Dmitry, another Moscow resident lamented the rapid rise in prices.

He said that the watch he wanted to purchase now would cost around 100,000 rubles, as opposed to 40,000 a week earlier. However, he declined to reveal his surname.

However, the week’s spending surge may end.

There is not panic but mortgage holders will be squeezed if interest rates rise to 20% and rouble savings are wiped out.

According to Oxford Economics, tightening of financial conditions is a sign that there’s more credit available in the economy. This has led to a drastic increase in unemployment and a decrease in domestic demand.

An analyst with Eurasia Group Zach Witlin points out that sanctions have already hit consumers through price increases and disruptions in digital payments.

Consumers aren’t directly targeted but “fear” and “caution are exaggerating their impact,” said he. He also added that the “snowball effect” created by foreign brands like IKEA taking place.
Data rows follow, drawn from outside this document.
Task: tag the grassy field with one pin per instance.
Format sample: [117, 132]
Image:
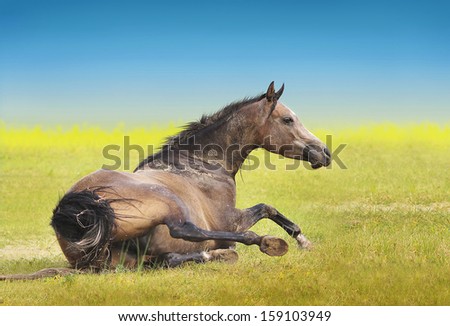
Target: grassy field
[381, 226]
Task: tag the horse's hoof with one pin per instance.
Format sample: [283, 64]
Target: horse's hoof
[273, 246]
[304, 243]
[224, 255]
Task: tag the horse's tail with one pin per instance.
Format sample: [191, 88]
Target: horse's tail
[83, 222]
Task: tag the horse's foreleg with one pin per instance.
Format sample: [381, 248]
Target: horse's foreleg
[252, 215]
[187, 231]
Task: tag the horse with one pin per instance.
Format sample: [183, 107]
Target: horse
[179, 204]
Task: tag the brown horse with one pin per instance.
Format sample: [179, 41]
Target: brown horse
[179, 204]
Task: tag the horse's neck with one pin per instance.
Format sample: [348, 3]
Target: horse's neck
[227, 146]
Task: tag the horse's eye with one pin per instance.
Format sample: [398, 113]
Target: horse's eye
[288, 120]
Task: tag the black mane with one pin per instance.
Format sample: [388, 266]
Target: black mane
[205, 121]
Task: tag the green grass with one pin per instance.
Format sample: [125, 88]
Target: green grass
[381, 227]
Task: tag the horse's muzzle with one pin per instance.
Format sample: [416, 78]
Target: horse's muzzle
[318, 156]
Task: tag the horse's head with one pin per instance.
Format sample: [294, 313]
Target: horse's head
[283, 133]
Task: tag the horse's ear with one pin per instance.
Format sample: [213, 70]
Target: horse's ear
[270, 94]
[280, 92]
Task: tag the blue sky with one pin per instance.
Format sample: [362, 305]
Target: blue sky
[149, 62]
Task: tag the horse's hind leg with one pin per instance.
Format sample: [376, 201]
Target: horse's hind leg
[186, 230]
[252, 215]
[174, 259]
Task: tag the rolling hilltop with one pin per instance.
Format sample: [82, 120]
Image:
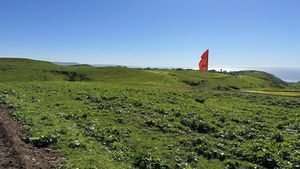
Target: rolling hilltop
[12, 70]
[121, 118]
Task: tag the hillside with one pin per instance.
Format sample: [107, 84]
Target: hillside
[296, 85]
[117, 117]
[31, 70]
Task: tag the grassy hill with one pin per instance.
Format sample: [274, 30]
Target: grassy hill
[296, 85]
[32, 70]
[116, 117]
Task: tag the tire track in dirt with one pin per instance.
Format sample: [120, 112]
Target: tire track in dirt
[15, 154]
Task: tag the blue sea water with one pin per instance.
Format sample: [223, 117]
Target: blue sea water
[288, 74]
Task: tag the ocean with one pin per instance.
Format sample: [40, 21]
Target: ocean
[288, 74]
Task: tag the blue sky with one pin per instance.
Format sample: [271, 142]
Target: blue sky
[153, 32]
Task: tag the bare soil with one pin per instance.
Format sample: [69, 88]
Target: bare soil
[16, 154]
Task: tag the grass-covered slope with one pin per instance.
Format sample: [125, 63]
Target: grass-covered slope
[31, 70]
[226, 81]
[23, 70]
[110, 125]
[296, 85]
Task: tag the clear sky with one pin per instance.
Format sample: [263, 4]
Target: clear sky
[153, 32]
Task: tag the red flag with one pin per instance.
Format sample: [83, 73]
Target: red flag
[203, 64]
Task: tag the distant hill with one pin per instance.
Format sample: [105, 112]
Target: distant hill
[66, 63]
[296, 85]
[16, 69]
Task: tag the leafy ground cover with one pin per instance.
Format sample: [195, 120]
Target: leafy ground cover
[118, 125]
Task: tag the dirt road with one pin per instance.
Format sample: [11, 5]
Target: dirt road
[15, 154]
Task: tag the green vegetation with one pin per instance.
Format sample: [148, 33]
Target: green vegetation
[128, 118]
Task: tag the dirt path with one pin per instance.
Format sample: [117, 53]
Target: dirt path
[15, 154]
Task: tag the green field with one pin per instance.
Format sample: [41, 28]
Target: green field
[116, 117]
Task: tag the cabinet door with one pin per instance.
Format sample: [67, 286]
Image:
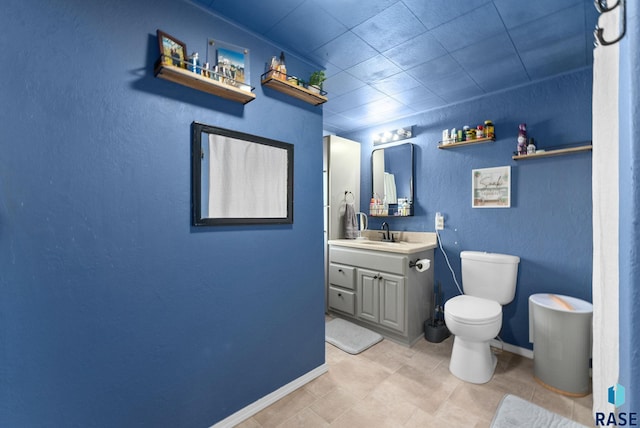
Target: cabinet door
[367, 300]
[392, 301]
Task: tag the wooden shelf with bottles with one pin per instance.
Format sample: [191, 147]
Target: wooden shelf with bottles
[555, 152]
[214, 83]
[274, 80]
[442, 145]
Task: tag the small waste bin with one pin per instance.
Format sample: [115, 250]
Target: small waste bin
[560, 330]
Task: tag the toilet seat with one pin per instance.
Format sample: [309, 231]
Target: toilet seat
[473, 310]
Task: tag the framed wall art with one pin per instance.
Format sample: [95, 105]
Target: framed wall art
[231, 62]
[172, 50]
[239, 178]
[491, 187]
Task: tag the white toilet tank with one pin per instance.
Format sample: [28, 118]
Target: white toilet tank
[489, 275]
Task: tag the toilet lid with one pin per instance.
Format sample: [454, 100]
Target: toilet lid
[472, 310]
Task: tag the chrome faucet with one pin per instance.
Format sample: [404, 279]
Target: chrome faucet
[386, 235]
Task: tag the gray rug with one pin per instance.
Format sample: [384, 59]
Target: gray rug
[515, 412]
[349, 337]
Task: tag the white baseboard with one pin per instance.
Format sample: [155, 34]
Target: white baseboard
[524, 352]
[253, 408]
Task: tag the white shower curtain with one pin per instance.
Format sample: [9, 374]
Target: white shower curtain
[605, 182]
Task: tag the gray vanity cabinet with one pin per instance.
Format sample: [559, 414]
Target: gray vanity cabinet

(Graphic: Russian financial conditions have tightened, https://graphics.reuters.com/GLOBAL-MARKETS/RUSSIA/dwpkrlknrvm/chart_eikon.jpg)

ISOLATION IMPORTS

According to the Federal Customs Service, nearly half of Russia’s imports totalling $293 billion last year were made up of car, machine, and parts.

The government’s stringent import reductions over the past years have meant that imports for 2021 remained at 7% below levels in 2013. This is before any sanctions that were placed on Russia after its 2014 annexation and annexation Crimea.
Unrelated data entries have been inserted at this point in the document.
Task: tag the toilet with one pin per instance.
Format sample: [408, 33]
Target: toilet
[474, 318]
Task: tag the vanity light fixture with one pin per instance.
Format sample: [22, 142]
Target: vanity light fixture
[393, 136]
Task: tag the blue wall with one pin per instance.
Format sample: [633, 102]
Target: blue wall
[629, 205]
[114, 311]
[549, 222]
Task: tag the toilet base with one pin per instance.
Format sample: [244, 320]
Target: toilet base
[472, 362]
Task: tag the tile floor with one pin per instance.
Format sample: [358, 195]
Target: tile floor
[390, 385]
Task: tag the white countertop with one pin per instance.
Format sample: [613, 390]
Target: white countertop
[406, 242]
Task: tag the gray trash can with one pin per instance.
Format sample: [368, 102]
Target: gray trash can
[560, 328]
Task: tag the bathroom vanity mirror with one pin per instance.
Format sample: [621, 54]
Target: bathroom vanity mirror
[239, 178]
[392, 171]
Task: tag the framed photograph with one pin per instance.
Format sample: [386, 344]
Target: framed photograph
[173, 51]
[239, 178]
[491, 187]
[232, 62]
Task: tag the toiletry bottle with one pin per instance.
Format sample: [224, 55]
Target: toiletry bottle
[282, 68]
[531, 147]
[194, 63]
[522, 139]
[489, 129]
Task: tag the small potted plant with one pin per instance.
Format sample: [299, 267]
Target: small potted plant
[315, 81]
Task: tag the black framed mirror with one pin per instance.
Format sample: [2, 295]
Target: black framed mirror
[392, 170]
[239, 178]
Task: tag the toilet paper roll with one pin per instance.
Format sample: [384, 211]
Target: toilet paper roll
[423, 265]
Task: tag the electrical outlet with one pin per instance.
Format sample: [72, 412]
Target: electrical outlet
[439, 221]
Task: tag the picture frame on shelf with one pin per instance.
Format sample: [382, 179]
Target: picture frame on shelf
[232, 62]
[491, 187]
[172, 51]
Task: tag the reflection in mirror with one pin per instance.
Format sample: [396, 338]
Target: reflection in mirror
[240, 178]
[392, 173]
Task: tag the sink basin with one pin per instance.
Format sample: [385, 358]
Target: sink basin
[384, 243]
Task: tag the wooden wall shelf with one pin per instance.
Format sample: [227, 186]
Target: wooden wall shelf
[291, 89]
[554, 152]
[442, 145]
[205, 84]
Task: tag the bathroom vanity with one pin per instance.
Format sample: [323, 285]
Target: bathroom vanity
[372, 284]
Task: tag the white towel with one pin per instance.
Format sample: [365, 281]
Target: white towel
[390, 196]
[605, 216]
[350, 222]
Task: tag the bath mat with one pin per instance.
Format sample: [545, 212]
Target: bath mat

(Graphic: Russian imports and exports, https://fingfx.thomsonreuters.com/gfx/mkt/byvrjexzqve/Pasted%20image%201646418036290.png)

China is also a key partner in boosting trade relations with Russia. China has been the sole country to increase exports to Russia since 2014.

(Graphic: China’s trade with Russia, https://graphics.reuters.com/UKRAINE-CRISIS/xmvjoerqapr/chart.png)

However, further falls are likely as the Russian rouble plummets. Insurers refuse coverage to Russian businesses and shippers abandon Russian ports.

While only a few Russian companies are targeted by sanctions “all of them will feel the chilling effect,” said Matt Townsend, sanctions partner at law firm Allen & Overy. This is why sanctions can be a powerful tool to isolate countries.

JPMorgan (NYSE) predicts that an immediate economic shock could cause a 35% decline in GDP for the second quarter of 2020 and a 7 percent drop for 2022. However, it said that Russia’s future growth prospects will be limited by the country’s growing economic and political isolation.

This could happen if there are restrictions on the “acquisition of technology necessary to support Russia’s most valuable industries,” RBC Global Asset Management warns.

Biden is currently preparing regulations to limit Moscow’s ability import phones, auto parts, and aircraft parts.

Multinationals include tech companies Apple (NASDAQ) and Microsoft, as well as consumer goods manufacturers Nike (NYSE: Diageo LON:) have cut all ties with Russia. This means that shoppers won’t have access to many of the products they are familiar with for over 30 years.

While Chinese companies have been able to capture some market share, they could also fall under secondary sanctions because many of their products, such as smartphones, use U.S. technology.

Many Russians don’t want to leave. Lidia Rostov, who is a freelance worker, said money transfer limitations made it more difficult for her to receive international payments.

“Sanctions have really hit me hard. The prices are up by around 20 %… It’s not a secret that it’s difficult to buy certain medicines. “Things will worsen,” she stated.

“Today, my family and me are leaving Russia.”